聖 書: エペソ2章11~18節

(11)だから、記憶しておきなさい。あなたがたは以前には、肉によれば異邦人であって、手で行った肉の割礼ある者と称せられる人々からは、無割礼の者と呼ばれており、(12) またその当時は、キリストを知らず、イスラエルの国籍がなく、約束されたいろいろの契約に縁がなく、この世の中で希望もなく神もない者であった。(13) ところが、あなたがたは、このように以前は遠く離れていたが、今ではキリスト・イエスにあって、キリストの血によって近いものとなったのである。(14) キリストはわたしたちの平和であって、二つのものを一つにし、敵意という隔ての中垣を取り除き、ご自分の肉によって、(15) 数々の規定から成っている戒めの律法を廃棄したのである。それは、彼にあって、二つのものをひとりの新しい人に造りかえて平和をきたらせ、(16) 十字架によって、二つのものを一つのからだとして神と和解させ、敵意を十字架にかけて滅ぼしてしまったのである。(17) それから彼は、こられた上で、遠く離れているあなたがたに平和を宣べ伝え、また近くにいる者たちにも平和を宣べ伝えられたのである。
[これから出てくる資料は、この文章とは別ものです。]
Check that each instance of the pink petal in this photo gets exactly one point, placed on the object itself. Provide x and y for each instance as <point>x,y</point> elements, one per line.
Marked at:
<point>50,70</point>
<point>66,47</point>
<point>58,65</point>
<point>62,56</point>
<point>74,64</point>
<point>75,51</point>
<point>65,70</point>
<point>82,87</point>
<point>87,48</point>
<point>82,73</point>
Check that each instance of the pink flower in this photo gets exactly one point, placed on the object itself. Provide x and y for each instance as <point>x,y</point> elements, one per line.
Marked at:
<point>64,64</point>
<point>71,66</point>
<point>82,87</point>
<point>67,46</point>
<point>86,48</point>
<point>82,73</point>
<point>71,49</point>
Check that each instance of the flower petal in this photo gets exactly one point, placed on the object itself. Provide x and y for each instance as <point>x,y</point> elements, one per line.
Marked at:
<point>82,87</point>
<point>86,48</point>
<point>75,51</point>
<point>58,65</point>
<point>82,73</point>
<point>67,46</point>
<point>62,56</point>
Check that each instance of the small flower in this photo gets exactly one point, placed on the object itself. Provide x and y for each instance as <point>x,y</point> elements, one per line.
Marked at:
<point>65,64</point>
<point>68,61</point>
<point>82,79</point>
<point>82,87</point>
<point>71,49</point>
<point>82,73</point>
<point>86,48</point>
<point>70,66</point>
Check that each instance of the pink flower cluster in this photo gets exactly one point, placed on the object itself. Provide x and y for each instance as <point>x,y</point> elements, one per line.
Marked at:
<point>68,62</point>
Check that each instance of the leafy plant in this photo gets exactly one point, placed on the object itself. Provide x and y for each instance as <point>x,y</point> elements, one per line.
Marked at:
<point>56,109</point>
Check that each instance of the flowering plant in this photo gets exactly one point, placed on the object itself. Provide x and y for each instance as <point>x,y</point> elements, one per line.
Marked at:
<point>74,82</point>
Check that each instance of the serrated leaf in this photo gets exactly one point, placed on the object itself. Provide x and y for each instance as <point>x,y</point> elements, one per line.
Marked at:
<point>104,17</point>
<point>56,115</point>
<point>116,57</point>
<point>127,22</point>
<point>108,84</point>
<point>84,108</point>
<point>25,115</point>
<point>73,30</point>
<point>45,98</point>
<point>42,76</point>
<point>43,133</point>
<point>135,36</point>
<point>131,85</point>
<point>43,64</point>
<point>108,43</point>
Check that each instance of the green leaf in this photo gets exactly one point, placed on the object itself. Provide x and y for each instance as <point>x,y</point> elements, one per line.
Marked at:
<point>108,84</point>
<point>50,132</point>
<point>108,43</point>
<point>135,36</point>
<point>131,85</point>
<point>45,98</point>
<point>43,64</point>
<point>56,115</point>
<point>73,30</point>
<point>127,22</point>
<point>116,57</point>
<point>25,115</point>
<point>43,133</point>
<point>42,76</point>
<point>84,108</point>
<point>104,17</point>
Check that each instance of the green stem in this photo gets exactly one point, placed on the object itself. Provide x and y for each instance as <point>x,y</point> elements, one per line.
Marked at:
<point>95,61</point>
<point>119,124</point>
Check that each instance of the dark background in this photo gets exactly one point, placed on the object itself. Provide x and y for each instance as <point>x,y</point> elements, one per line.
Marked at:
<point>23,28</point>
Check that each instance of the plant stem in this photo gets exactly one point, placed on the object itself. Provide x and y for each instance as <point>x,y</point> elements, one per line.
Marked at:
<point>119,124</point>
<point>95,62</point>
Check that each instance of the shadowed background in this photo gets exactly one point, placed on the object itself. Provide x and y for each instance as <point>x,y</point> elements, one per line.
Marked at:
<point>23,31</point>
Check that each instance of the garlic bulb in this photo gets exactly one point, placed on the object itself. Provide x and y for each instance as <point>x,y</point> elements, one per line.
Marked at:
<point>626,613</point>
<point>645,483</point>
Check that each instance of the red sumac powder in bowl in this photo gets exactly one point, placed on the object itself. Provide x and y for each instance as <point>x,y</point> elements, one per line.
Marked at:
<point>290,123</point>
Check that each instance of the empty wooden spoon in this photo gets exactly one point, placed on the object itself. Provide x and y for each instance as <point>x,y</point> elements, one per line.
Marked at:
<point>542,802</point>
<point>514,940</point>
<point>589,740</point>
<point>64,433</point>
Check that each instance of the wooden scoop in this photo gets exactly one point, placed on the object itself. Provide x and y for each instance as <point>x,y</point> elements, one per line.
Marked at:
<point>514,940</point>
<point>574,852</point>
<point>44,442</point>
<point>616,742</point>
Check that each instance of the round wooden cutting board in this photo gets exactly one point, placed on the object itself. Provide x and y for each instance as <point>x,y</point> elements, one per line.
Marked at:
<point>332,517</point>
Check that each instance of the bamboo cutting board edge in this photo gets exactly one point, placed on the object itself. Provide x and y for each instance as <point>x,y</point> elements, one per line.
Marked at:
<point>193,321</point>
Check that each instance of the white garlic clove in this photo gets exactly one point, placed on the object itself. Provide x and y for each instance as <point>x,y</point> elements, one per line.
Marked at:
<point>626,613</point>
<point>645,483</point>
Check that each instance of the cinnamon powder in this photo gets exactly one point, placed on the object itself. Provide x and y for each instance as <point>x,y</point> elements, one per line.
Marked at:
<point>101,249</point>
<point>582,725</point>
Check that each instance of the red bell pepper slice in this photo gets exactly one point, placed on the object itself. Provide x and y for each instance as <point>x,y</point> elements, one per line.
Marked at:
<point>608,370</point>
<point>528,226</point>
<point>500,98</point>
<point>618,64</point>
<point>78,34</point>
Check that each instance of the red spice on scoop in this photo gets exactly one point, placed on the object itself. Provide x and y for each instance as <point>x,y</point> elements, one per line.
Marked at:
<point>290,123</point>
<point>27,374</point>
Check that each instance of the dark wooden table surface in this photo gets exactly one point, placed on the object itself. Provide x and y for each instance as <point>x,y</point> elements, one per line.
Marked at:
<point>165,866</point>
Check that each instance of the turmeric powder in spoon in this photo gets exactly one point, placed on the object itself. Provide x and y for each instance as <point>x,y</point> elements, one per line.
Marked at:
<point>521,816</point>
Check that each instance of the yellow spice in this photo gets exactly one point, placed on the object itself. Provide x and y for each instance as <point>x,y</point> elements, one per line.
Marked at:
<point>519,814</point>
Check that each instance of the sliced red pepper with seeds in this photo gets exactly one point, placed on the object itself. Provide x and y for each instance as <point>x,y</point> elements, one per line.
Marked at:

(18) というのは、彼によって、わたしたち両方の者が一つの御霊の中にあって、父のみもとに近づくことができるからである。

 エペソ2章の後半は救われる「以前」と救われた後の「いまでは」の違いがあります。信じる前の特徴は肉によって人々を二つに区別することでしたが、信じた後は霊によって一つになることです。
1.再創造「以前」の生活
 11節に「以前には」、12節に「その当時は」、13節に「以前は」。罪によって神様から離れた後、人間の世界に現れた堕落の具体的な現象は様々な理由で人々を隔てることでした。体の一部の違いを強調して、全人格を無視することでした。
 (1)隔ての言葉が氾濫するところに住んでいた(例えば「割礼者と無割礼者」):以前の生活の特徴は隔ての言葉を使うことでした。隔ての言葉が使われているところでは社会が一つになりません。エペソ教会の時代、エペソ教会の地域では割礼者と無割礼者と言う言葉で隔てられていました。
 (2)手で行ったものを誇った:以前の生活の特徴は手で行ったものを誇ることでした。手で行ったものを誇るところに一つはありません。ユダヤ人の自慢であったその割礼も結局、人の手(肉)によるものに過ぎませんでした。割礼は元々神様の約束に基づいたものでしたが、人々がそれを間違って理解した時、それは何の救いの効力もない単なる人の手によるものに過ぎませんでした。人の手によって出来上がったものが人を罪から救うことは出来ません。
 (3)この世の希望もない:以前の生活の特徴は希望無き生活でした。希望無き生活に一致はありません。わざわざ苦労して一致を保てる理由がないからです。希望があるところに我慢があります。忍耐もあります。希望がないと忍耐出来ません。我慢出来ません。一つを保てません。
 (4)遠く離れていた:以前の生活の特徴は人々の心が遠く離れていました。人々の心が遠く離れていると一つになりません。
2.再創造後の「いまでは」の生活
 「以前は遠く離れていたが、今では…キリストの血によって近いものとなった」(13節)
 (1)関係を回復した:憎しみは新たな憎しみを生み出しますが、一人が血を流して犠牲になると、人々は和解します。
 (2)近いものとなった:クリスチャンは何か利害関係で集まっているのではありません。イエス様の血潮によって近くなりました。
 (3)キリストと人々と平和になった:平和の意味は一つになることです。イエス様の平和の作り方は、イエス様が代わりに犠牲になる方法です。それで、私とイエス様との関係が回復します。そして、イエス様と隣人との関係が回復します。そして、私と隣人との関係が回復します。互いの関係が回復したところに一つになる平和があります。
 (4)一つになった:14節「二つのものを一つにし…隔ての中垣を取り除き」、15節「造りかえて」。これらの言葉は建築用語に聞こえます。イエス様はご自分の体を通して新しい霊的な建物をお造りになりました。イエス様はまず、互いに離れている心を一つにして、その上に一つの霊的な教会を建てられました。
 (5)ひとりの新しい人に造りかえられた:私達の外見は互いに違うことばかりですが、一致を保てる理由は霊的に、一人の新しい人として造られたからです。
 今日の箇所には「以前」から「いまでは」への変化が書いてあります。その変化により二つが一つになりました。その変化をもたらしたのは「13節:キリストの血によって、14節:ご自分の肉によって、16節:十字架によって、18節:彼によって」でした。これらは全部同じ事を言っています。主イエス・キリストの十字架による御わざです。